Afghanistan: "The Forgotten War"
#1: A roadside bomb blast killed one Shiite Muslim and wounded six others travelling by mini-bus in an apparent sectarian attack in northwest Pakistan on Thursday, police said. The explosion occurred near the garrison town of Kohat, which is a key base for Pakistani troops battling Al-Qaeda and Taliban militants in the semi-autonomous tribal districts on the border with war-torn Afghanistan. "Seven people were injured in the bomb blast," local police official Shafiq Khan told AFP. Another police official, requesting anonymity, said one of the wounded died in hospital and that three of the wounded were in a serious condition.

#2: An old mortar shell exploded as a group of children played with it in Afghanistan, killing three of them and wounding another three, the interior ministry said Thursday. The shell, apparently left over from Afghanistan's decades of war, exploded on Wednesday in the province of Kapisa north of the capital Kabul, it said in a statement. "The mortar shell explosion killed three children and wounded three other children," it said.

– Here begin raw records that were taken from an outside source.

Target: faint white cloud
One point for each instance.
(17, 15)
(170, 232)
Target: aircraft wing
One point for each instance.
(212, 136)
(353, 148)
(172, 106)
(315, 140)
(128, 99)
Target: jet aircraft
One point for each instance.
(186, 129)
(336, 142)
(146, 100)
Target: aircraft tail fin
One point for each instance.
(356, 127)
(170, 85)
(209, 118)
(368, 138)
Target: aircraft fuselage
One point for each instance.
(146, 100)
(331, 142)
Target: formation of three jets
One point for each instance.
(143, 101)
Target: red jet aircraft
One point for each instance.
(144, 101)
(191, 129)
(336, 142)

#3: Also Thursday, the US-led coalition reported it had killed four suspected insurgents in the strategic province of Logar, adjoining Kabul. A civilian woman was also wounded in the battle which erupted late Wednesday as troops were tracking down a bomb-making network, it said in a statement.

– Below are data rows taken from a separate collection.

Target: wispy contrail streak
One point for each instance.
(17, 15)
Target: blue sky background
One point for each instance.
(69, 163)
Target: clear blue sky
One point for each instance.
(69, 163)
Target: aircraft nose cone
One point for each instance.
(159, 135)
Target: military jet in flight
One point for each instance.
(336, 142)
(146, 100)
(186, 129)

#4: Afghan police and U.S.-led forces killed five militants in an offensive in Uruzgan province 300 km (190 miles) south of Kabul on Wednesday, the interior ministry said.

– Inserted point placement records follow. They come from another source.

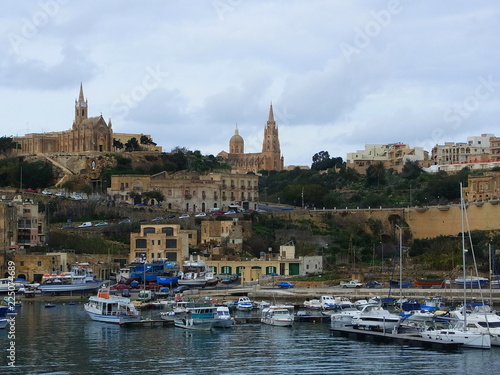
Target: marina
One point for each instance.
(307, 347)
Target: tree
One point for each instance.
(132, 145)
(375, 174)
(117, 144)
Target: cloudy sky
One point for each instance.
(340, 74)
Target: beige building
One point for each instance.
(475, 149)
(393, 155)
(269, 159)
(285, 264)
(88, 134)
(161, 241)
(230, 233)
(190, 191)
(482, 187)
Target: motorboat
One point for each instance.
(244, 304)
(197, 274)
(192, 324)
(80, 278)
(460, 332)
(111, 309)
(375, 318)
(277, 316)
(313, 304)
(480, 318)
(328, 302)
(223, 318)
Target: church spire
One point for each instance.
(80, 97)
(81, 107)
(271, 114)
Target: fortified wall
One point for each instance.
(424, 222)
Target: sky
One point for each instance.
(339, 74)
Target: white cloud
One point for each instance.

#5: Four militants have been killed in the fresh round of operation launched by security forces in Buner District in northwestern Pakistan on Thursday, a military spokesman said. Addressing a news conference in Rawalpindi, the Director General of Inter Services Public Relations Major General Athar Abbas said that the security forces launched new offensive against Taliban militants on Thursday morning. The security forces engaged militants' hideouts with full force, said the spokesman.


Casualty Reports:

Staff Sgt. Gabriel Garcia On Jan. 8, the Yuma native was leading his platoon on a patrol of the market area near his base in southern Afghanistan. “We were only about 200 yards outside the base in a supposedly safe area,” said Garcia. “A shopkeeper had loaded his store with explosives and as we walked by, he detonated it. My two friends who were in front of me were both killed, and I lost my right arm above the elbow. I also lost vision in my right eye, had a fractured right hip and right knee and had shrapnel all over my body.”

Canadian Kyle Ricketts, 22, suffered broken feet and ankles and a broken jaw in Afghanistan during a roadside bombing March 8.